Most points were flat to nearly $1.55 higher. Losses ranged from 2-3 cents to about a quarter. Despite the harsh conditions in much of the region, all Midwest citygates saw small declines.

Besides the heating demand in northern market areas, the return of industrial load from its typical weekend hiatus helped boost prices. Tuesday’s cash market will continue to have negative prior-day screen guidance after the January gas contract fell another 12.3 cents Monday.

Icy conditions will continue to besiege areas of the Midwest and Plains Tuesday, according to The Weather Channel (TWC), and lows around freezing in the Northeast along with snowfalls in northern New York and New England are still anticipated. However, weather more closely resembling early autumn than mid-December has returned to most of the South, where highs in the 70s and even low 80s are due Tuesday.

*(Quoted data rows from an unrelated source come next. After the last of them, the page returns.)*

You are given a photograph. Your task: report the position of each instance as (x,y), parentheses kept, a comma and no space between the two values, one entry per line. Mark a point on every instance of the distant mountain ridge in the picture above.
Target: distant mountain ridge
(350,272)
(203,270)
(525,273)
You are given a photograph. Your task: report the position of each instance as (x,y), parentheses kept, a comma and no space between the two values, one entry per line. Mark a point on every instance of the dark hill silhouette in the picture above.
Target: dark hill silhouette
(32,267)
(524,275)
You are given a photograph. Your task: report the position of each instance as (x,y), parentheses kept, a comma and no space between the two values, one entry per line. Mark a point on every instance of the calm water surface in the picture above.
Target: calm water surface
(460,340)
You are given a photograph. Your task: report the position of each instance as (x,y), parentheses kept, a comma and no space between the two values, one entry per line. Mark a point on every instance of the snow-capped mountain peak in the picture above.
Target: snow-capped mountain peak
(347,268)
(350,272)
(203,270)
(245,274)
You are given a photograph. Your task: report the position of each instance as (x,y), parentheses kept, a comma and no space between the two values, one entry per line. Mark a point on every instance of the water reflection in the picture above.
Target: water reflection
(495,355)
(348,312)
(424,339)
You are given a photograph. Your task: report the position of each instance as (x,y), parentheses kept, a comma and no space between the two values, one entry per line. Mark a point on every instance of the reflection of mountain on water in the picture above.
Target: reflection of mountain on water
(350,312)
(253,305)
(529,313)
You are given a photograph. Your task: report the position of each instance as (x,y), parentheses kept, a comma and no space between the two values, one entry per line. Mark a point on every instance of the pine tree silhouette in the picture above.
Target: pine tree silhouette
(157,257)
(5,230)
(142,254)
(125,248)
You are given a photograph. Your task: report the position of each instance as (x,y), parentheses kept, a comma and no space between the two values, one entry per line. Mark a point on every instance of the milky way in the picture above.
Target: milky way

Snow will extend from the Rockies even into parts of the desert Southwest, TWC said. And the Golden State isn’t escaping the chill; frost advisories were posted for Monday night in California’s San Joaquin Valley.

Rockies producers will have to wait a little longer to begin receiving the price boost that the start of interim firm transportation on Rockies Express (REX) is expected to create. Last month REX indicated that it might be able to begin such service to three pipeline interconnects in Nebraska and one in Kansas as early as Dec. 15 (see Daily GPI, Nov. 16). But in its latest construction update posted Friday, REX said the service “may be made available to its firm shippers” on or about Dec. 21. “This target date for completion of the facilities required to provide interim service is subject to continued progress on the work yet to be completed, and assumes that Rockies Express will receive all necessary regulatory approvals to place the system into service as far as the ANR delivery point.”

A Rockies marketer said he didn’t perceive all that much disappointment about the REX delay on interim service. After all, Rockies producers have waited for years on something like REX to help improve their netbacks, so a few more days won’t hurt that much, he pointed out.

Tuesday demand was pretty decent, but nothing out of the ordinary, the marketer said. There’s some snow in the Rockies, but nothing like the ice storms to the east, he added.

“The ice storm cometh,” proclaimed an LDC buyer in the Lower Midwest. As of Monday afternoon her area was having none of the problems to the east that were knocking out power for hundreds of thousands from Oklahoma to western Illinois (see story in Power Market Today). However, one ice storm had passed over the company’s service territory during the weekend, and another one was on the way late Monday night, she said.

The ice storms presented no problem for her company’s distribution operations, the buyer said, but staffers were busier than usual Monday laying in extra gas both for local heating load and to make sure there’s enough for the gas-fired generation units in the area.

The 2007 Atlantic hurricane season may have officially passed, but Mother Nature pays no attention to a calendar. A broad area of low pressure was centered just east of the Virgin Islands and about 130 miles east of San Juan, Puerto Rico, the National Hurricane Center (NHC) said Monday afternoon. “While a tropical or subtropical cyclone could form at any time during the next 24 hours, upper-level winds are expected to become gradually less favorable for development over the next couple of days,” NHC said.